From the outside, you could be forgiven for thinking that Dolcetti is just another local café. But anyone privy to the Italian language will know that "Dolcetti" means sweets or little cakes and indeed these are the surprises that await you beyond the seating area at the front of the café.
Beneath the marble-topped counters, you'll find a display of dainty and delicate little cakes and baked goods of mainly Italian origin, with hand-written captions on pink cards. I am told all these goods are handmade in-house by owner, Marianna Di Bartolo, who regularly changes the range to allow you the pleasure of trying something new with each visit.

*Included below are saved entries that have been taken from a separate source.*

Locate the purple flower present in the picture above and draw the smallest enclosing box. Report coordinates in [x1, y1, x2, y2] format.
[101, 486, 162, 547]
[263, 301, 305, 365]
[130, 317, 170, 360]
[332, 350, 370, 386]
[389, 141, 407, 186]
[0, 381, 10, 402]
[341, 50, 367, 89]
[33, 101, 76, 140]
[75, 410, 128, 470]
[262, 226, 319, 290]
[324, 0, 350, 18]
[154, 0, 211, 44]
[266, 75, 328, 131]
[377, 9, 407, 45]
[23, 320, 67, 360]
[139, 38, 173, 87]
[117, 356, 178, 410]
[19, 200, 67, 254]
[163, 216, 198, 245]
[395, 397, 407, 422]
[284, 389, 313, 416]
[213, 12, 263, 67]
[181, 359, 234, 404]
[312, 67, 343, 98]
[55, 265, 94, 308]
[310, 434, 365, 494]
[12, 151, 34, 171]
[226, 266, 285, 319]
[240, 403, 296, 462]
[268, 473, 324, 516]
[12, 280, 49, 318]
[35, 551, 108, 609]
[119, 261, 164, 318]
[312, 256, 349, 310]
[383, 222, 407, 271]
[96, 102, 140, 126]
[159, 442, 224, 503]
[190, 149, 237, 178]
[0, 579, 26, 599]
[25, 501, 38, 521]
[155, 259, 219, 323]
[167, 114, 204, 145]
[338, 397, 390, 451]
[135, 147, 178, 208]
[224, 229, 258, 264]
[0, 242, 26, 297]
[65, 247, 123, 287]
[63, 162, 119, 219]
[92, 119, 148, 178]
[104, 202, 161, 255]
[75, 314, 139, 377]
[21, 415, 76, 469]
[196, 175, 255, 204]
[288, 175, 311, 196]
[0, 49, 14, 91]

Passionfruit yoghurt tortina, nectarine and almond teacake and fig, chocolate, pistachio and meringue cake
As ricotta features in many of Marianna's creations, I couldn't resist a small doughnut filled with lemon flavoured ricotta (they also come in vanilla or chocolate custard). I also tried an exquisite dolce latte cheesecake made with vanilla, cream cheese and ricotta topped with butterscotch toffee, which was delicate in texture and devoid of the cloying taste common to many cheesecakes.
What sets Dolcetti apart from other cake shops is the interesting combinations of ingredients you'll find in the tarts, cakes, biscuits and marmalades on offer, such as nectarine and almond teacake, baked lemon and passionfruit tarts, fig, chocolate and pistachio meringue cakes, pineapple and lemon marmalade, rose petal or sour cherry nougat, pistachio shortbread and grapefruit amaretti. Some of these recipes have been inspired by Marianna's Sicilian family, while others are her own whimsical concoctions based on the fresh ingredients she loves to eat herself and sources from markets.
In keeping with Marianna's Sicilian heritage, you can also buy traditional sweets like ricotta or custard filled cannoli and ricotta-filled chocolate cassatta cake. Leading up to Christmas, you will also find international festive treats like panettone, panforte, shortbread, gingerbread and various biscotti. Large celebration cakes and gluten-free products can be made to order and hampers are available for gift giving.
But it's not just all about sweets at Docletti. For Saturday lunch, Marianna's mother prepares traditional, vegetarian impanate - thick-crusted pasties that you'll only find in south eastern Sicily and rarely in Melbourne - using broccoli, cauliflower or spinach combined with sundried tomato and olives or just simple potato and onion.
Being in close proximity to the Queen Victoria Market, Dolcetti attracts considerable tourist traffic but also has a strong following from locals. During my visit, a group of Spaniards were happily snapping away with their cameras while enjoying their afternoon tea and numerous locals popped in for their regular sugar hits.